Le président russe Vladimir Poutine a affirmé vendredi, au dernier jour du sommet Russie-Afrique à Saint-Pétersbourg, que Moscou et les pays du continent s'étaient engagés à promouvoir un "ordre mondial multipolaire". Ils veulent lutter contre le "néo-colonialisme".

"L'engagement de tous nos Etats à la formation d'un ordre mondial multipolaire juste et démocratique (...) a été réaffirmé", a déclaré M. Poutine lors d'un discours de clôture, évoquant une "détermination commune à lutter contre le néocolonialisme" et les sanctions "illégitimes".

Isolé sur la scène internationale depuis le lancement de son offensive militaire en Ukraine en 2022, Moscou a organisé jeudi et vendredi son deuxième sommet Russie-Afrique, réunissant cette année les délégations de 49 pays africains, dont 17 chefs d'Etat.

Une déclaration commune a été adoptée à l'issue de cette rencontre, prévoyant une coopération accrue dans les domaines de l'approvisionnement alimentaire, l'énergie et l'aide au développement.

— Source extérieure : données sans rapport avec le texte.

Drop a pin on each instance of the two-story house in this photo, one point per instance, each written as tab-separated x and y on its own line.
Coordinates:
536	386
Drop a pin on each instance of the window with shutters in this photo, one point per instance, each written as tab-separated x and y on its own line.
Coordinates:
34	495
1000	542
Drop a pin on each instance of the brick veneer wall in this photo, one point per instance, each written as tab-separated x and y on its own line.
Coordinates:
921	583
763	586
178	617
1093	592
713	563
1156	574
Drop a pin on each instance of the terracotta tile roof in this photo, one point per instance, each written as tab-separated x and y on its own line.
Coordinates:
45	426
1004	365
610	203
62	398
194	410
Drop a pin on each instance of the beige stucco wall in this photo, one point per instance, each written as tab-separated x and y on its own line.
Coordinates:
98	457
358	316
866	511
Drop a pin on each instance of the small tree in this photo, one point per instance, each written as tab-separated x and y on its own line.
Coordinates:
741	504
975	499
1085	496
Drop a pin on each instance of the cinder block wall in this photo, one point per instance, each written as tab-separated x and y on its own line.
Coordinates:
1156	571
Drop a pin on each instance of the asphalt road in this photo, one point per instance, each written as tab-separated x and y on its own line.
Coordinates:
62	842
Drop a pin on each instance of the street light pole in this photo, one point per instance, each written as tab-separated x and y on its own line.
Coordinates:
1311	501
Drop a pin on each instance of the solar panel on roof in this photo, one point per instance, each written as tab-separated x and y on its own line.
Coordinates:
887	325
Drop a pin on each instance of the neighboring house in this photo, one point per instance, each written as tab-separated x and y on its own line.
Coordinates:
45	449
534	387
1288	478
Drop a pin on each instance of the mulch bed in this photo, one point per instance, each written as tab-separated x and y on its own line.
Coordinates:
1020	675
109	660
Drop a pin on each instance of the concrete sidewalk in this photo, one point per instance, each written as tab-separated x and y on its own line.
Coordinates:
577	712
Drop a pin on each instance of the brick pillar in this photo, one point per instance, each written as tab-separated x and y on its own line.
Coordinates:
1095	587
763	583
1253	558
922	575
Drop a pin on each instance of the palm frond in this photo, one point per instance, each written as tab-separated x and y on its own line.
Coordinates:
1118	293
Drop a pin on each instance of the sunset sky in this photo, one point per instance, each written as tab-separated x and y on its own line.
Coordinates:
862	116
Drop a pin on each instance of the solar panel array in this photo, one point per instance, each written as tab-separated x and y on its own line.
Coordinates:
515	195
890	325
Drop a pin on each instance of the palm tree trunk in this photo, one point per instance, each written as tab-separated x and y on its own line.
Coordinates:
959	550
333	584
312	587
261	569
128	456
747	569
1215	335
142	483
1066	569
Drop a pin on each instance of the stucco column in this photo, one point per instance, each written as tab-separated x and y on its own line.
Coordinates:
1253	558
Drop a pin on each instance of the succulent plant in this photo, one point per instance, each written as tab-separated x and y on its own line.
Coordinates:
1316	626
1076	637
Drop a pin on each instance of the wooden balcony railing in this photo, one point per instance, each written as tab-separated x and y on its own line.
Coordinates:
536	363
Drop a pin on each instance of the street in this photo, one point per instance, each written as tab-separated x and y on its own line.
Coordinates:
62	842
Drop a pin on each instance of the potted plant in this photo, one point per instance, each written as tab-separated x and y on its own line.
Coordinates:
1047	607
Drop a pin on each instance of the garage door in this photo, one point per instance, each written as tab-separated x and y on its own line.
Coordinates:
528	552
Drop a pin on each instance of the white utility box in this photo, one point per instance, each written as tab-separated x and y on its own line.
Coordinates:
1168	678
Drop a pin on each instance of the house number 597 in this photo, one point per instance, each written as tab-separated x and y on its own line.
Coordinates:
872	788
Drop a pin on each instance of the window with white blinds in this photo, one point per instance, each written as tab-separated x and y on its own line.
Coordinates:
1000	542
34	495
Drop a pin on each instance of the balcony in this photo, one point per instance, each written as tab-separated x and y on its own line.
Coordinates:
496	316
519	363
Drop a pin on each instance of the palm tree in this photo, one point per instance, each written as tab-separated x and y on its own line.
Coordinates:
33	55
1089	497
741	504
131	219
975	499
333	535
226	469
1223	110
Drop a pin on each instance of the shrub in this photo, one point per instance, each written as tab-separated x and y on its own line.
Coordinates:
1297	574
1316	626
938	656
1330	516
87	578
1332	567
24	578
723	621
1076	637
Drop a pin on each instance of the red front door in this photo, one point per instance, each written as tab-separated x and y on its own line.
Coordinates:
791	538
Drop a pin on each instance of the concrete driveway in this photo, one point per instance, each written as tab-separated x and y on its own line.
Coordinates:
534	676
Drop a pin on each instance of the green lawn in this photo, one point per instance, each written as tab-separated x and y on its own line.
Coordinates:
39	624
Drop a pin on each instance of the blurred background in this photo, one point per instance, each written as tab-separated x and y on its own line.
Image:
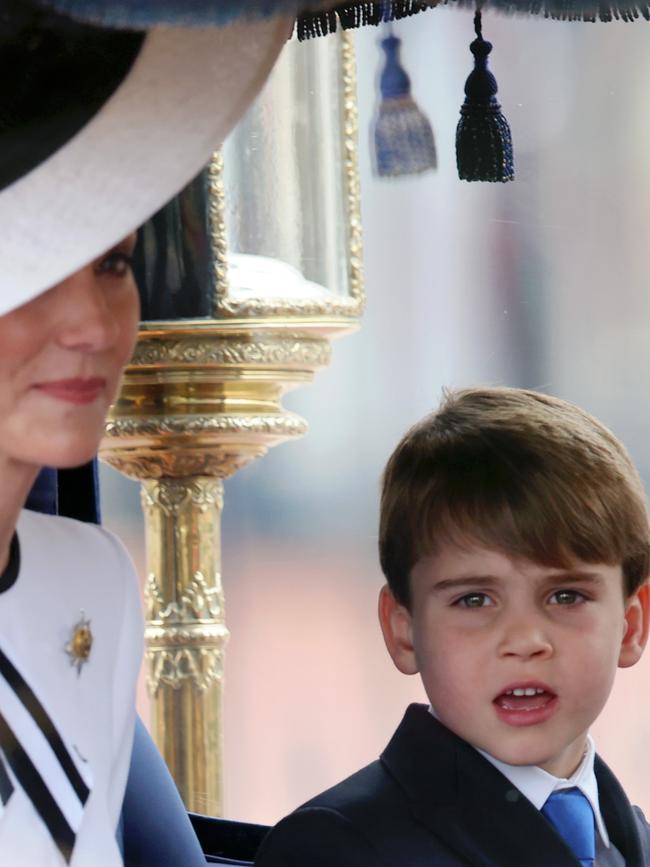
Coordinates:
540	283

Elle appelle à "créer un ordre mondial multipolaire plus juste, équilibré et durable, s'opposant fermement à toute forme de confrontation internationale sur le continent africain", selon le texte publié sur le site du Kremlin.

Le texte prévoit aussi que Moscou aidera les pays africains à "obtenir réparation pour les dégâts économiques et humanitaires causés par les politiques coloniales" occidentales, y compris "la restitution des biens culturels" pillés.

Indépendance

M. Poutine a précisé qu'il devait encore discuter dans la soirée de la situation en Ukraine avec "les pays africains intéressés".

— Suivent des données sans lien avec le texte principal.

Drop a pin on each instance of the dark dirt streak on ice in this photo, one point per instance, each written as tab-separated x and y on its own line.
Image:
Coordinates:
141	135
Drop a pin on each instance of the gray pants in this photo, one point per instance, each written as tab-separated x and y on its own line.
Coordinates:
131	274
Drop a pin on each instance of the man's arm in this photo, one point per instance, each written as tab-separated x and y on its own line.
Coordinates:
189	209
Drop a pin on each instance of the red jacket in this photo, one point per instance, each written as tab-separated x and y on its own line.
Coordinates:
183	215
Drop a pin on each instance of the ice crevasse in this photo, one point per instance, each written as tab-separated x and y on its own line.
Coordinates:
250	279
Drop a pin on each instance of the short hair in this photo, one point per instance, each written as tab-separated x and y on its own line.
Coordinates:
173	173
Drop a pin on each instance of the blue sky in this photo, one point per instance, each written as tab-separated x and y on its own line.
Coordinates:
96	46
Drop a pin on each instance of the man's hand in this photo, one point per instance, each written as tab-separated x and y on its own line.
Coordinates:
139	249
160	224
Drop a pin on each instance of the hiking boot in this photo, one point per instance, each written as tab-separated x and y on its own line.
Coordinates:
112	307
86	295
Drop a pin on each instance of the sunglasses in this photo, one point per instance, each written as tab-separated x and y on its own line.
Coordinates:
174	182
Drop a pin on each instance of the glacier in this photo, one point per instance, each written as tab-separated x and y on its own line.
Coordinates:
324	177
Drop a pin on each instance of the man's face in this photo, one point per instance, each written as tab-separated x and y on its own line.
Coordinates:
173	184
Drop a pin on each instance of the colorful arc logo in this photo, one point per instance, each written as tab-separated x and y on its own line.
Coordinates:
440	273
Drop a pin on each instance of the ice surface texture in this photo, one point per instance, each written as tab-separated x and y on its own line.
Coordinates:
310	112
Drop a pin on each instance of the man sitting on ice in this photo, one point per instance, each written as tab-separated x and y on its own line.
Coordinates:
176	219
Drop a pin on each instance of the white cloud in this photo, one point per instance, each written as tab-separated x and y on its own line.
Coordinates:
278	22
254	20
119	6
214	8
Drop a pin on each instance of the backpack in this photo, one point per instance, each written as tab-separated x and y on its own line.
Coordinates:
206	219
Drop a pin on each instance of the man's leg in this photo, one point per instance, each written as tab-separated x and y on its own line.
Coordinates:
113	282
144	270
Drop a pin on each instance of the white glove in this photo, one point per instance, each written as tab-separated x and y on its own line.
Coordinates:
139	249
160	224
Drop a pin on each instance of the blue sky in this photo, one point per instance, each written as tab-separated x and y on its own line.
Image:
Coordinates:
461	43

"Les représentants des Etats africains ont fait preuve de volonté politique, ont démontré leur indépendance et leur réel intérêt à développer la coopération avec notre pays", s'est-il félicité.

Selon lui, un sommet Russie-Afrique se tiendra désormais tous les trois ans et un "mécanisme de partenariat et de dialogue" sera créé pour les "questions de sécurité", y compris pour la lutte contre le terrorisme, la sécurité alimentaire et le changement climatique.

"Il est également question de passer systématiquement aux monnaies nationales, y compris le rouble, dans les règlements financiers des transactions commerciales" entre la Russie et l'Afrique, a-t-il ajouté.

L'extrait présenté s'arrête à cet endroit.